Abidjan, le 14 janvier 2026 (crocinfos.net) — Le Mouvement politique Aujourd’hui et Demain, la Côte d’Ivoire (ADCI) a livré, ce mercredi 14 janvier 2025 à Abidjan, une analyse critique du scrutin législatif du 27 décembre 2025, marqué par l’absence de représentation parlementaire du parti. Dans une déclaration officielle, son secrétaire exécutif, Roger Youan, a pointé de « graves dysfonctionnements » ayant, selon lui, affecté la sincérité du vote.
Créé en juin 2024 à Yamoussoukro et officiellement lancé en novembre de la même année, ADCI avait présenté 47 candidats à travers le pays avec l’ambition de faire entendre une nouvelle voix au Parlement. Aucun siège n’a toutefois été remporté. Un résultat que le mouvement attribue d’abord à des facteurs internes — jeunesse organisationnelle, implantation territoriale inachevée et moyens limités — mais surtout à un environnement électoral jugé « structurellement déséquilibré ».
Selon Roger Youan, le scrutin s’est déroulé dans un climat marqué par des achats de votes, des pressions sur les électeurs et candidats, des déplacements de bureaux de vote, ainsi que des violences localisées, notamment dans certaines circonscriptions comme Tiassalé. Le mouvement affirme également avoir constaté la détention frauduleuse de cartes d’électeurs par des personnes non titulaires, une pratique jugée de nature à fragiliser la crédibilité du processus.
Autre sujet de préoccupation majeure soulevé par ADCI : l’effondrement du taux de participation, particulièrement dans le district d’Abidjan, où il a oscillé entre 10 et 24 %, selon les chiffres officiels. Pour Roger Youan, cette abstention massive traduit « une rupture de confiance profonde entre les citoyens et les institutions électorales ».

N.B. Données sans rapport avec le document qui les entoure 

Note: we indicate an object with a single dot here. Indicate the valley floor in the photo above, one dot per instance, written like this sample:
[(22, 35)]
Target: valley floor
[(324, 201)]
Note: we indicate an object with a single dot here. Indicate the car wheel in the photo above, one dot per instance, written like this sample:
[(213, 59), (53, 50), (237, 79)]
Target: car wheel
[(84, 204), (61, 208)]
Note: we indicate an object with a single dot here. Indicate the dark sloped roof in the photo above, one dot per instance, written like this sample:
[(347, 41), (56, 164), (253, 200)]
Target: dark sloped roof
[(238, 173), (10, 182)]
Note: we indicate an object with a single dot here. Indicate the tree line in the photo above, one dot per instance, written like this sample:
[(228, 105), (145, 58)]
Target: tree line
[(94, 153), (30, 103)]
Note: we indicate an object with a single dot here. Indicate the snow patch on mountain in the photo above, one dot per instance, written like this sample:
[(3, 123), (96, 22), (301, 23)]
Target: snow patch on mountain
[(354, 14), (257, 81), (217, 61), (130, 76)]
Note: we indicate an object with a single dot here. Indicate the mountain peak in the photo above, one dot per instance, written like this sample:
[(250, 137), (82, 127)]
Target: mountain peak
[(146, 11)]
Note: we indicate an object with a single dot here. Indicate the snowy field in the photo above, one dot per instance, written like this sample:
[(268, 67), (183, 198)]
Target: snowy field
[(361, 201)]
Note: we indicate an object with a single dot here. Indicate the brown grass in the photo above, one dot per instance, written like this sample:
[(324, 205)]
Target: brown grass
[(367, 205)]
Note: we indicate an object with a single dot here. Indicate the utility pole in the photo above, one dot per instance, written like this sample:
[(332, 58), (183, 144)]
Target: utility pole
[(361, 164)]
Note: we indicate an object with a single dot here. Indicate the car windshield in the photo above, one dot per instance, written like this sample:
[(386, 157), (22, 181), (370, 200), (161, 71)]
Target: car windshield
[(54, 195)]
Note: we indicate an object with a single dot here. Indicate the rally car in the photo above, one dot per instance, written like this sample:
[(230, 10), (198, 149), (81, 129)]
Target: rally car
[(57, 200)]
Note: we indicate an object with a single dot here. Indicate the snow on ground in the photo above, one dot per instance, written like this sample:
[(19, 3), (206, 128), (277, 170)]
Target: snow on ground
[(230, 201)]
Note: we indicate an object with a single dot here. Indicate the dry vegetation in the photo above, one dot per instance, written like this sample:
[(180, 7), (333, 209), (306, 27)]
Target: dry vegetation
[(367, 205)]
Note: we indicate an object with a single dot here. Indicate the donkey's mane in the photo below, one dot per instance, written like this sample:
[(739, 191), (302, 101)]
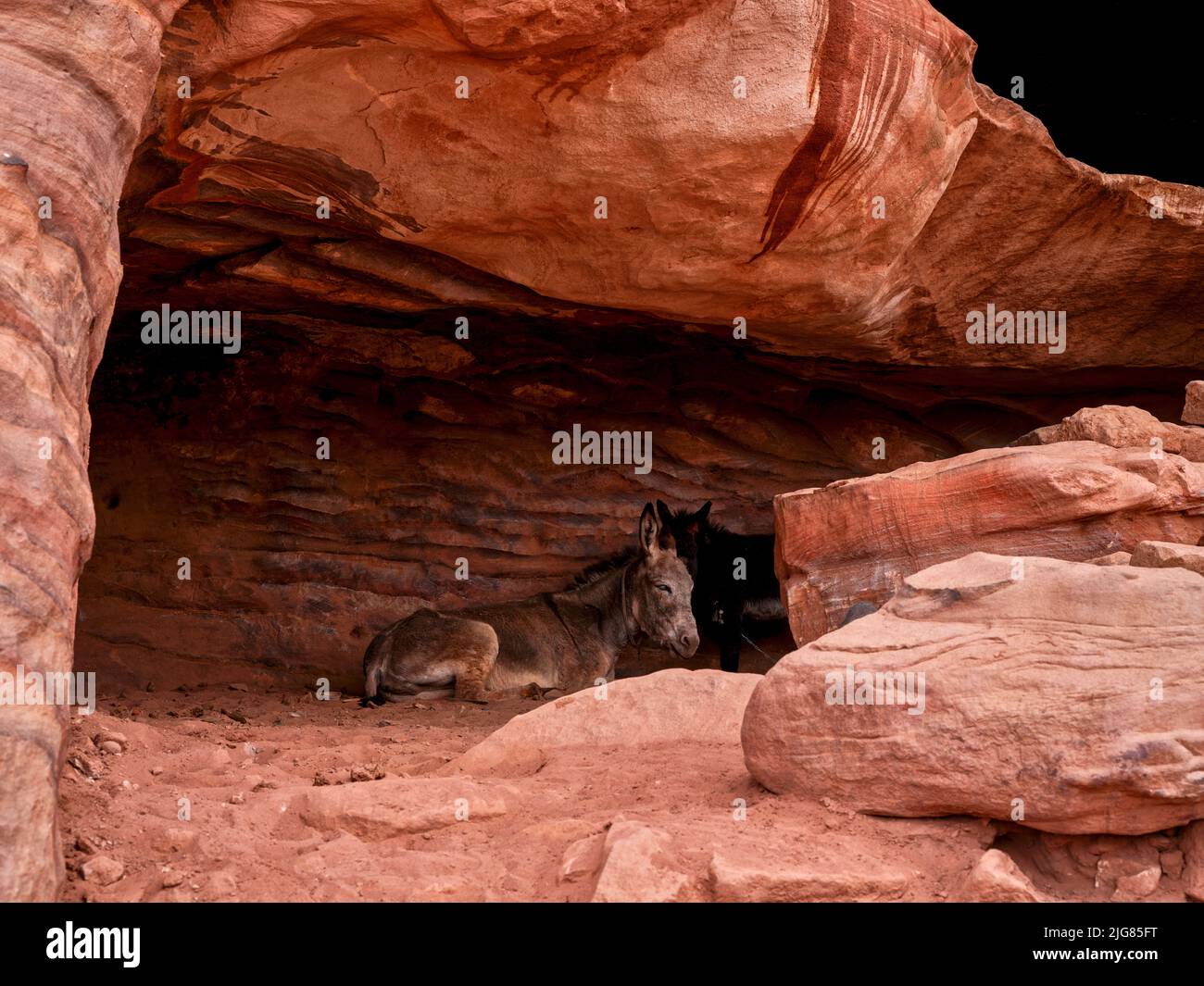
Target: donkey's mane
[(598, 568)]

Sur le plan juridique, deux candidats de l’ADCI ont introduit des recours en annulation devant le Conseil constitutionnel pour les circonscriptions de Tiassalé-Morokro et de Yopougon. Le mouvement prend acte du rejet de ces requêtes, tout en exprimant de « sérieuses réserves » quant au respect du contradictoire et à l’absence, à ce jour, de décisions dûment motivées et notifiées.
Face à ce qu’il qualifie de crise de confiance durable, ADCI, par la voix de son secrétaire exécutif, appelle à la dissolution et à la refondation complète de la Commission électorale indépendante (CEI), estimant que l’organe, depuis plus de deux décennies, n’est plus perçu comme un arbitre consensuel.
Réaffirmant son attachement aux institutions républicaines et à la voie pacifique, Roger Youan a assuré que ADCI poursuivra son combat pour des réformes électorales crédibles, une citoyenneté active et un renouveau démocratique, en dehors comme au sein des institutions.